ヂュラーロンゴーン大学からの帰りに、タニヤ通りにある日本料理店へ行って友人と夕食を取ってから、アマリアトリウムホテルのパブ Mingles のハッピーアワー(午後11時半~午前零時半, カクテル Buy One Get One Free)が始まるまでの時間を日本人向けのカラオケスナックで過ごすことにした。
「イラッサイマセー。サンガイヘドーゾー」
タニヤ通りを歩いていると、ホステスたちから怪しげな日本語で何度も声をかけられた。路上での呼び込みは、警察の指導もあってしばらくのあいだなりを潜めていたが、どうやら最近になって復活したようだ。呼び込み係のホステスの手には、値段が大きく書いてあるチラシが握られていた。

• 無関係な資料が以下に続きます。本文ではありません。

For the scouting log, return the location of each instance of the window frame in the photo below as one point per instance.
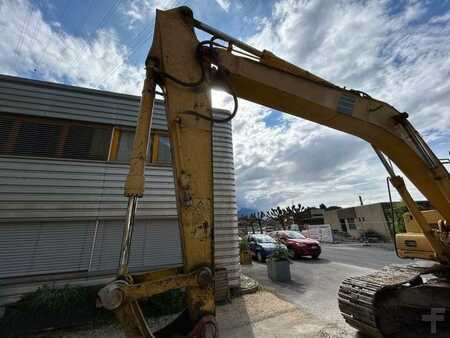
(65, 125)
(153, 147)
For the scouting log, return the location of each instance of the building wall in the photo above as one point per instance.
(331, 217)
(62, 219)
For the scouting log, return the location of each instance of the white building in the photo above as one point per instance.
(63, 162)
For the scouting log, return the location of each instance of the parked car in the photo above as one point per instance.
(297, 244)
(262, 246)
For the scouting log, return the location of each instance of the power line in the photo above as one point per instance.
(108, 14)
(47, 43)
(22, 34)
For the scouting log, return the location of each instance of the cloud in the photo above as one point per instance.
(139, 11)
(400, 58)
(44, 50)
(224, 4)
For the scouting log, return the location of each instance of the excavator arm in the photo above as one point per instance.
(187, 69)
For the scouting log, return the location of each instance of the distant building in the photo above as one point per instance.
(311, 216)
(357, 220)
(64, 155)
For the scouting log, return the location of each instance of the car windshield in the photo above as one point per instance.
(294, 235)
(264, 239)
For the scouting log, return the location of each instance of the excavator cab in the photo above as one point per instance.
(413, 243)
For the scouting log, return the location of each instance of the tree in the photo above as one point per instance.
(282, 215)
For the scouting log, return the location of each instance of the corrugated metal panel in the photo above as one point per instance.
(46, 190)
(37, 98)
(49, 189)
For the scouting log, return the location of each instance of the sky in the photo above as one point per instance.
(398, 51)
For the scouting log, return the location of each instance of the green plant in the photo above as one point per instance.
(48, 308)
(58, 299)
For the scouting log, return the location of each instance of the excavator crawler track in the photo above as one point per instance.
(358, 295)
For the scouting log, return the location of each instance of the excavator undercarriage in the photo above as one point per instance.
(395, 301)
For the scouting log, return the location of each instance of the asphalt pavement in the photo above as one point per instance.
(315, 283)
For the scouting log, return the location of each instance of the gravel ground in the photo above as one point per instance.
(107, 330)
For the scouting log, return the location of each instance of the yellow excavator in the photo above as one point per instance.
(378, 304)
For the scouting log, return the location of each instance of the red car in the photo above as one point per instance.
(297, 244)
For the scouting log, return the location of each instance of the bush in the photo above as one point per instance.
(69, 306)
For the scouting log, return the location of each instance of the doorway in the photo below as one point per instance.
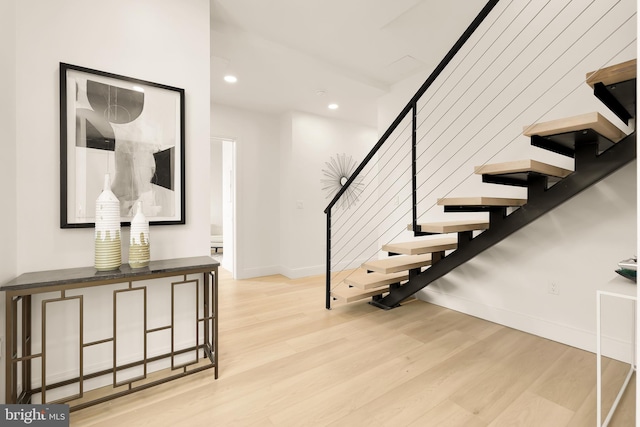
(223, 201)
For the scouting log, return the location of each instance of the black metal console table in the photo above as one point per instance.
(163, 284)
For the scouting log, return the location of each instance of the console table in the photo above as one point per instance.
(162, 325)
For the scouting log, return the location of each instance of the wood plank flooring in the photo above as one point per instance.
(286, 361)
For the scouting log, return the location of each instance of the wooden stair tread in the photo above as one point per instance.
(481, 201)
(364, 280)
(398, 263)
(519, 166)
(347, 294)
(446, 227)
(594, 121)
(417, 247)
(614, 74)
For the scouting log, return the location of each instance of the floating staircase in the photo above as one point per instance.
(599, 148)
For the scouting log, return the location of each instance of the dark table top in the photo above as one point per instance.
(68, 276)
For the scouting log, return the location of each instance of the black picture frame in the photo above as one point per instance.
(128, 128)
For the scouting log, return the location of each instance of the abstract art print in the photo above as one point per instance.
(128, 128)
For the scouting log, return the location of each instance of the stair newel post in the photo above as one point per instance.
(414, 168)
(328, 268)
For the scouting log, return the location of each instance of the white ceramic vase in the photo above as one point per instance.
(108, 249)
(139, 240)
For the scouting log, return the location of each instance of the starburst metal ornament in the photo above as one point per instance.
(337, 173)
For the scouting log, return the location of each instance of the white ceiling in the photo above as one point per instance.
(305, 54)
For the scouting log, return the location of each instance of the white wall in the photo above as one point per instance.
(313, 141)
(8, 213)
(280, 204)
(257, 186)
(577, 246)
(216, 183)
(145, 40)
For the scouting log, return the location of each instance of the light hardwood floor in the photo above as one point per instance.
(286, 361)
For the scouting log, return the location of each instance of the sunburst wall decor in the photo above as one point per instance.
(337, 173)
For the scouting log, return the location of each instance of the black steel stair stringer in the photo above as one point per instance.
(587, 174)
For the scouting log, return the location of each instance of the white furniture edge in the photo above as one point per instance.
(632, 367)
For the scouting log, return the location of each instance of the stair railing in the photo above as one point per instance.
(410, 107)
(406, 177)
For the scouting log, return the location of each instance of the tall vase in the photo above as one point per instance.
(108, 251)
(139, 240)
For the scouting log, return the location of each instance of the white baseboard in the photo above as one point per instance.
(562, 333)
(249, 273)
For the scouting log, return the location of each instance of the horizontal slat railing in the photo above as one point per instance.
(521, 62)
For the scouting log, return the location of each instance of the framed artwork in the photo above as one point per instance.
(128, 128)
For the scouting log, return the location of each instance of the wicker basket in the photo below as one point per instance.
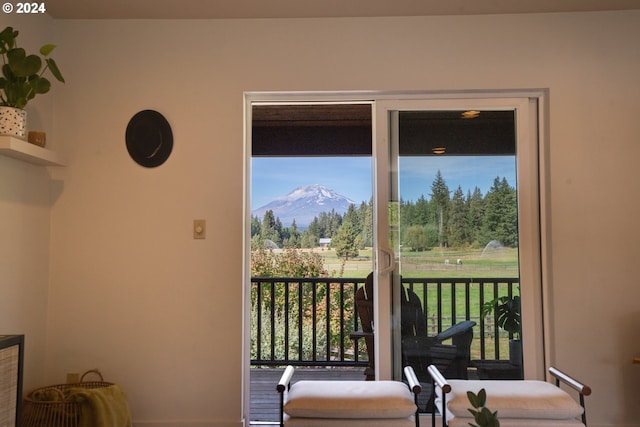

ドリンク飲み放題、全料金コミコミ1時間440バーツ。
僕がバンコクに来た3年前、日本人向けの歓楽街「タニヤ」にあるカラオケスナックは、それこそ贅沢の代名詞だった。しかし、いまではフツウのカラオケボックス(ビッグエコーは1部屋1時間あたり400バーツ)と大して変わらないほど価格破壊が進んでいる。日本で毎日のようにカラオケスナックへ通い続けていれば家計への負担も無視できないものになるが、ここバンコクではカラオケボックスの2倍程度とそれほど高くない。関係者によると、平成不況に端を発する日系企業による経費節減の煽りをモロに受けて、厳しい価格競争にさらされているという。
娼婦にハマってバンコクに移り住んできた日本人が、「趣味と実益を兼ねる」で始めたような日本人向けの性風俗店は、どこも厳しい経営を強いられている。
「裕福な日本人さえ相手にしていれば、相対的に貧しいタイ人を相手に商売するより効率よく利益があげられる」
このような発想は、まさにバンコクに来たばかりの日本人が陥りやすい勘違いだ。日本人の在住者が少なかった1990年代の前半ぐらいまでならそれでも通用したのかもしれないが、すでに多くの日本人資本の商店や飲食店がしのぎを削りあっている現在のバンコクで通用するはずがない。こんなに安直なビジネスモデルで成功できるのなら、今頃バンコクの日本人社会はゴールドラッシュでウハウハになっているだろう。
タイに住んでいる日本人の家計に占める娯楽遊興費の割合は高い。しかし、金額としては高が知れているし、事業としてやっていくにはここバンコクにおける日本人市場の規模はあまりにも小さすぎる。今回の性風俗店経営の例ひとつをとっても、小さなパイを奪い合っている日本人向けカラオケスナックはどこも無益な低価格競争を強いられているのが実情であり、タイ人向けのカラオケスナックよりも質の悪い安価な労働力を使っても利益が上げられないという深刻な悪循環に陥っている(タニヤ界隈に店舗を構えている日本人向けカラオケスナックは相当数が赤字経営を強いられている)。
今晩、タニヤにあるカラオケスナックをひととおり見て回ったところ、低価格戦略(飲み放題1時間444バーツ, 500バーツ, 600バーツなど)をとっている店は、なんとか数組の日本人客を確保しているようだったが、そうでない店は、週末の夜にもかかわらず、どこも閑古鳥が鳴いていた。そんな彼らの足元を見て、僕たちは言い値600バーツのところを一声で500バーツまで負けさせた。
個人的には、激しい価格競争にさらされるだけで、ろくに利益も上げられないようなビジネスに興味はないが、店を手放したがっているカラオケスナックの経営者なら探せばいくらでもいるだろうから、興味のある向きは買い取って勝ち組のカラオケスナックを目指してみるのも良いだろう。
僕たちはまともそうなカラオケスナック数店をハシゴして、タイ語曲を歌って午後11時までの時間を過ごしてから、アマリアトリウムホテルへ向かった。